As many are aware, the International Holocaust Remembrance Alliance Working Definition of Antisemitism has been another method used by Zionists to repress and punish anyone who speaks out in favour of Palestinians within public institutions, like universities. The IHRA is both a bad definition of antisemitism, proposing that it is a ‘certain perception of Jews.’ But, the major problem is that 7 out of the 11 examples provided of antisemitism relate to criticisms of Zionism and Israel. Taken together with the legislation of antisemitism as a hate crime, the adoption of the IHRA definition poses a particular problem because if its negative impact on antiracism. Institutions like universities often fold the IHRA definition into polices on diversity, equity and inclusion which are supposed to mitigate harm against groups at risk of institutionalised racism.
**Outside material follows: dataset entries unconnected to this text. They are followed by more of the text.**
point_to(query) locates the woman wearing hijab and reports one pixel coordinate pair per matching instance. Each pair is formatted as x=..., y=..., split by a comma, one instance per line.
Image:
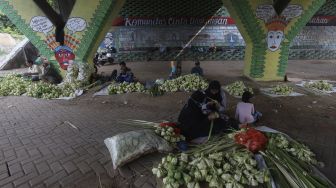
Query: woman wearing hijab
x=194, y=123
x=215, y=99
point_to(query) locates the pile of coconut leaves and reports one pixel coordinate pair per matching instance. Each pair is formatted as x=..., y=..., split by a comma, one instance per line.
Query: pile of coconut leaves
x=240, y=159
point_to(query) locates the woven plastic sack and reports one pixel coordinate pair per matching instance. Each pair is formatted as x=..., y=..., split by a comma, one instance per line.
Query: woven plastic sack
x=129, y=146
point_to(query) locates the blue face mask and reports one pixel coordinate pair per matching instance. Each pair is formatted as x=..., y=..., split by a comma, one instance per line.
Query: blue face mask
x=197, y=103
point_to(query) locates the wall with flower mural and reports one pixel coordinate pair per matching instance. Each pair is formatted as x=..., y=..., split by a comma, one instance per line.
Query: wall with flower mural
x=87, y=25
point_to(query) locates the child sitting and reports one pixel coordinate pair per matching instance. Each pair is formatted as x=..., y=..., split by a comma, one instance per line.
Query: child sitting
x=245, y=112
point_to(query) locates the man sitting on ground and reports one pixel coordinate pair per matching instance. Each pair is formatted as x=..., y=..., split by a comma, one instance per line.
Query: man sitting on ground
x=197, y=69
x=33, y=72
x=49, y=73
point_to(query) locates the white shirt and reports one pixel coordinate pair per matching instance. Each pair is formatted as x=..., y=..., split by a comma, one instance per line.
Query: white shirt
x=244, y=112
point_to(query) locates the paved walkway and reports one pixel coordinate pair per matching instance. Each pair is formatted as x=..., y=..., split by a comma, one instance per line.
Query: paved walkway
x=50, y=143
x=37, y=149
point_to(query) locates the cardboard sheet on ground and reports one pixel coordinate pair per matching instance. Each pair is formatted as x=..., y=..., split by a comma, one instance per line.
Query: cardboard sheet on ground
x=301, y=84
x=77, y=94
x=267, y=91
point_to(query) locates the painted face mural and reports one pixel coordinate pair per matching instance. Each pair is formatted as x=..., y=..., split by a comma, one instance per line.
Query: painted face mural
x=274, y=39
x=276, y=24
x=63, y=55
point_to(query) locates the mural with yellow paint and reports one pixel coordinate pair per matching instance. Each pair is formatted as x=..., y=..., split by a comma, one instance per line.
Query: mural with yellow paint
x=85, y=28
x=268, y=35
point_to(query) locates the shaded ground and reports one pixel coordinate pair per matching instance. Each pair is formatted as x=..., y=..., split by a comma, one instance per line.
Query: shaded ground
x=37, y=150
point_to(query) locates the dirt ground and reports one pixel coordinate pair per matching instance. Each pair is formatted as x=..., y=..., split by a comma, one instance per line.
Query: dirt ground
x=310, y=118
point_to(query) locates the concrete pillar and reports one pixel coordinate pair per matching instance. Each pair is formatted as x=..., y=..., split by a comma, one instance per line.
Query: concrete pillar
x=268, y=35
x=86, y=27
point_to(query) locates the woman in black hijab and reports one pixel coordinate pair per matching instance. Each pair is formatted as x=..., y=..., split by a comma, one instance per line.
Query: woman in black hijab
x=215, y=98
x=194, y=123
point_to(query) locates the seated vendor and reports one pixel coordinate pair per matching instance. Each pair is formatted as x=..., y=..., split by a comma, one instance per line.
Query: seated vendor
x=197, y=69
x=126, y=74
x=215, y=99
x=194, y=123
x=34, y=71
x=49, y=73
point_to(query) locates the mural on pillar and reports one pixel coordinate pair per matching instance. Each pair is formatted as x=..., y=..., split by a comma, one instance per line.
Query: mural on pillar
x=63, y=53
x=276, y=24
x=86, y=27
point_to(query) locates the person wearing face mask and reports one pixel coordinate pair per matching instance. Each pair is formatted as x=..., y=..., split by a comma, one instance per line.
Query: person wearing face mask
x=49, y=73
x=215, y=99
x=194, y=124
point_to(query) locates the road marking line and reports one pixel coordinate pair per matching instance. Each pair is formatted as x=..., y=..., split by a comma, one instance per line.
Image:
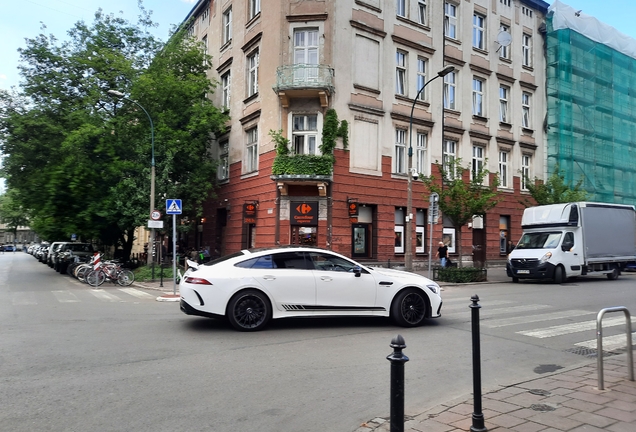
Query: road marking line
x=65, y=297
x=570, y=328
x=535, y=318
x=139, y=294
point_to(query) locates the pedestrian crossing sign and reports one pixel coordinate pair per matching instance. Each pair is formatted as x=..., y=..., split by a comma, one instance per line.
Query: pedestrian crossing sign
x=173, y=206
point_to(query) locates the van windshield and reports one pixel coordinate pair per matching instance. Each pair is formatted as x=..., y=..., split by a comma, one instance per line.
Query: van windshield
x=541, y=240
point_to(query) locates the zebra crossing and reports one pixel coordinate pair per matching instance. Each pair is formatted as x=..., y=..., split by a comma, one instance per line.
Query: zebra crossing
x=538, y=322
x=115, y=295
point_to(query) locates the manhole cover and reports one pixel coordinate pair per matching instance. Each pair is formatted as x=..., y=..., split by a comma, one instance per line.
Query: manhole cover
x=542, y=407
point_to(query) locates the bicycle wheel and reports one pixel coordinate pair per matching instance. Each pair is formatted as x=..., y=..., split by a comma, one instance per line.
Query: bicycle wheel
x=125, y=277
x=95, y=278
x=82, y=271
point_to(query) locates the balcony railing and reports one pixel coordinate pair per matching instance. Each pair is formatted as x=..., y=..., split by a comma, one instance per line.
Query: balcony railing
x=304, y=76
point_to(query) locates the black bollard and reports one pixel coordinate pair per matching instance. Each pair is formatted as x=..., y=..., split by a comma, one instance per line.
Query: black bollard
x=478, y=416
x=397, y=359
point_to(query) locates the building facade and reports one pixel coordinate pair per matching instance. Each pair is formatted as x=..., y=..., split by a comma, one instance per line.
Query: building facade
x=591, y=104
x=282, y=67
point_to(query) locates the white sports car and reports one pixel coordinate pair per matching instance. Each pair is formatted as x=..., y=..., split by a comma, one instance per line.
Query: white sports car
x=251, y=287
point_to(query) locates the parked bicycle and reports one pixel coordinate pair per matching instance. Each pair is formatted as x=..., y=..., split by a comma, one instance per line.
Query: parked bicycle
x=111, y=271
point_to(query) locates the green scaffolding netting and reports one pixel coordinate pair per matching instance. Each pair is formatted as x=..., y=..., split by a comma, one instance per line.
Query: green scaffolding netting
x=591, y=96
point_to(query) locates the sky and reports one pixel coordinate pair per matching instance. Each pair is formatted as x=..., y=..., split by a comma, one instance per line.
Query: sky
x=21, y=19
The attacks on the diversity, equity and inclusion by the Trump and other right-wing regimes in Europe, will not lead to a rolling back of the effects that the IHRA has had within institutions. Any approach to fighting these effects should not encourage the greater use of frameworks like DEI to define what racism is and is not, and how it should be tackled. Rather, groups need to struggle against the institutional cooptation and dilution of antiracist principles. As we have seen, there are rarely ways in which these can be used for truly radical ends.
In conclusion
How do we then talk about antisemitism and the memory of the Holocaust in light of the snapshot I have given today? There are many efforts being made to think about them relationally. Scholars such as Zoe Samudzi, and activists have proposed ways of thinking about the Holocaust continuously with colonial genocides. Others have stressed the need for solidarity between Jews and other negatively racialised groups. Many Jewish groups have been at the forefront of Palestine solidarity citing the Holocaust and antisemitism as a motivator for them. I am a participant in these efforts. However, I listen carefully to Palestinian critics, such as the Good Shepherd Collective, an organisation in Palestine, whose members warn that the central role accorded to anti-Zionist Jews can lead to a recentering of the significance of antisemitism as a key reference point for understanding racism, including racism by Jews against Palestinians.
I think it is very important to take this on board, not because Jews must diminish our history out of a sense of guilt for the present - a common affect within Jewish anti-Zionist organising - but because I believe that a view of racism that differentiates its various form is not useful from the standpoint of antiracism. While we can study the way different racisms take shape and develop, we are very simply for racism or against it.
The Zionist tactic is to distinguish antisemitism as a special form of racism that is portrayed as existing outside of history, in the atmosphere, and ever-present. This colludes with a racist reading of racism, often paradoxically upheld by liberal antiracist activists and researchers, that racism is the ahistorical product of perennial prejudices.
We may have to have some difficult conversations, but I believe these are fundamental in the time of fascism, that - for many - is already here.